Collective traumas are issues that the whole of society went through at some stage or other in the past. These relate to the dawn of patriarchy (around 6,000 years ago) when our current survival-based psychological conditioning emerged.
I use the term ‘ancestral trauma’ for these issues that, because of their extreme age, take a long time to uncover.
The impact of the issue
The second key factor is impact. The more impactful the trauma, the more deeply it’s buried.
Just as there are three layers (or sources) of trauma, we store trauma in three layers within ourselves: emotional, muscular, and cellular.
- Emotional—this is often referred to as the ‘pain body’, the repository for the unprocessed pain associated with the contents of our unconscious. As far as I can tell, all our unconscious issues have unprocessed pain and/or shame associated with them.
- Muscular—we also store unprocessed pain in our muscle tissue. This creates muscular tension, which is then repressed. I’ve written more about this energy-draining process in: How shame affects life energy.
- Cellular—finally, our physical cells are collectively traumatised from the shift to patriarchy several thousand years ago. I term this original fracture the ‘mother wound’. I’ve written about cellular trauma in detail in: The mother wound – “The dreadful has already happened”.

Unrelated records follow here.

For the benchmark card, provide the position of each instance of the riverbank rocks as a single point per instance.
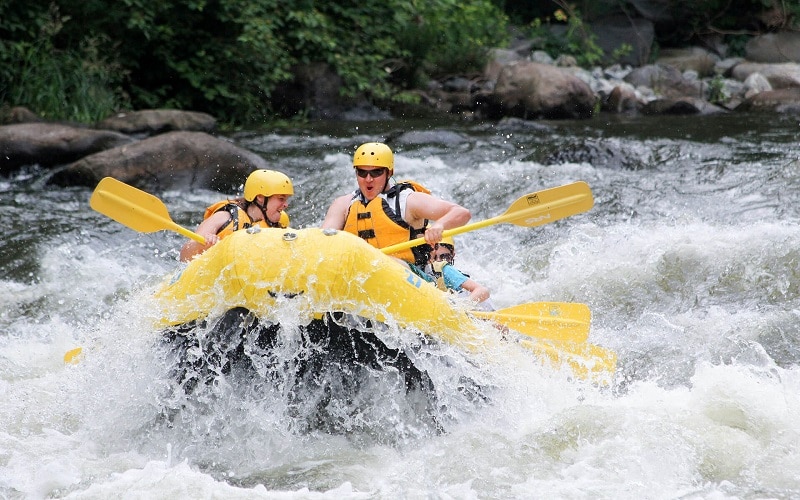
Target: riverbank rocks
(535, 90)
(156, 121)
(50, 144)
(185, 160)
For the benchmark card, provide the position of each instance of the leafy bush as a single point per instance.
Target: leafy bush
(77, 83)
(227, 57)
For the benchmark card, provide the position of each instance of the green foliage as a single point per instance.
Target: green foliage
(568, 35)
(716, 90)
(227, 57)
(441, 37)
(77, 83)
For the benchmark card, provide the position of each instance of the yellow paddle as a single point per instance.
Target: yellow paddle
(135, 209)
(587, 361)
(530, 210)
(561, 321)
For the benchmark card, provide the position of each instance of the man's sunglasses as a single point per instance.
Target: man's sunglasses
(374, 173)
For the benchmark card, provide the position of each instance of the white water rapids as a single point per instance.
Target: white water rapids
(689, 261)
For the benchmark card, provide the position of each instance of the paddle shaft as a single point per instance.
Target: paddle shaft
(580, 198)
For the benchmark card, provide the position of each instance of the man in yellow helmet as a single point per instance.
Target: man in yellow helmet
(384, 214)
(266, 196)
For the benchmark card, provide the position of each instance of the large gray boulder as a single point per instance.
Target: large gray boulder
(774, 48)
(532, 90)
(49, 144)
(156, 121)
(175, 160)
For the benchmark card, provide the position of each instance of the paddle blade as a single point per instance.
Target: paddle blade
(134, 208)
(562, 321)
(73, 356)
(587, 361)
(549, 205)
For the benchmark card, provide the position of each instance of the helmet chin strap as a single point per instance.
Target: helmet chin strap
(263, 208)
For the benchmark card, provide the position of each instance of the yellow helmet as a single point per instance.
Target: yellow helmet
(374, 154)
(267, 183)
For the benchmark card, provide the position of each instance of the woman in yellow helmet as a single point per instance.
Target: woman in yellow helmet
(384, 214)
(266, 196)
(446, 276)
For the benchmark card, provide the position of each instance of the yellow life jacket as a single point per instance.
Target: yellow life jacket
(237, 215)
(381, 224)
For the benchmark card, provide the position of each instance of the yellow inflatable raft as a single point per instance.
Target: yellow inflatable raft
(320, 271)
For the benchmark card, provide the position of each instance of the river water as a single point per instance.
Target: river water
(689, 261)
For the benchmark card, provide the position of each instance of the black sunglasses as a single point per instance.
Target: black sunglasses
(374, 173)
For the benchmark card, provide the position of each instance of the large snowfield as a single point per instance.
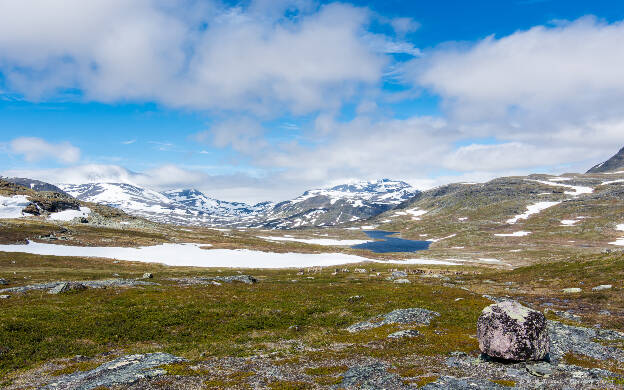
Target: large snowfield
(194, 256)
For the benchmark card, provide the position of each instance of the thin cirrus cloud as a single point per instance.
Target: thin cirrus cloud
(35, 149)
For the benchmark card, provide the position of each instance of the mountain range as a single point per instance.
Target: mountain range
(339, 205)
(613, 164)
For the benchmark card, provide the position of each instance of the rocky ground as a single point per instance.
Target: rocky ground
(155, 327)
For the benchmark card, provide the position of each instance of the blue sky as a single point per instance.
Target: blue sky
(263, 99)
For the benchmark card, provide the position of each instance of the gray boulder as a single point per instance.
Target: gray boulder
(122, 371)
(67, 287)
(510, 331)
(414, 315)
(371, 377)
(404, 334)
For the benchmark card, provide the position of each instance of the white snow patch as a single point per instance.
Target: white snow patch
(521, 233)
(576, 190)
(316, 241)
(619, 242)
(11, 206)
(532, 209)
(416, 213)
(193, 256)
(440, 239)
(69, 215)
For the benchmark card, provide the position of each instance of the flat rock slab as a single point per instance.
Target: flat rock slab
(449, 382)
(87, 283)
(580, 340)
(414, 315)
(370, 377)
(123, 371)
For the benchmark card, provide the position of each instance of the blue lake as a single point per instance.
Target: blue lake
(391, 244)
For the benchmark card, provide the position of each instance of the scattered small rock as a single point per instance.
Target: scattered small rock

These three layers store trauma from the least dense (emotional) to the densest (cellular). In my experience, we uncover issues in that order. Clearing emotional issues (the pain body) gives access to muscular trauma.
Clearing that paves the way for cellular-level clearing. As you can imagine, clearing this densest layer of trauma from our cells isn’t pleasant. You’re aware of dealing with something extremely ancient yet also entirely contemporary.
Most issues can be dealt with using the emotional principles I’ve documented on this site. However, deep-seated issues sometimes need an emotional shock to dislodge them. This sometimes creates a new (but lesser) trauma, which then has to be healed as well.
Yet, for all its difficulties, the healing journey is the only path to genuine wellbeing. We have no option but to take it.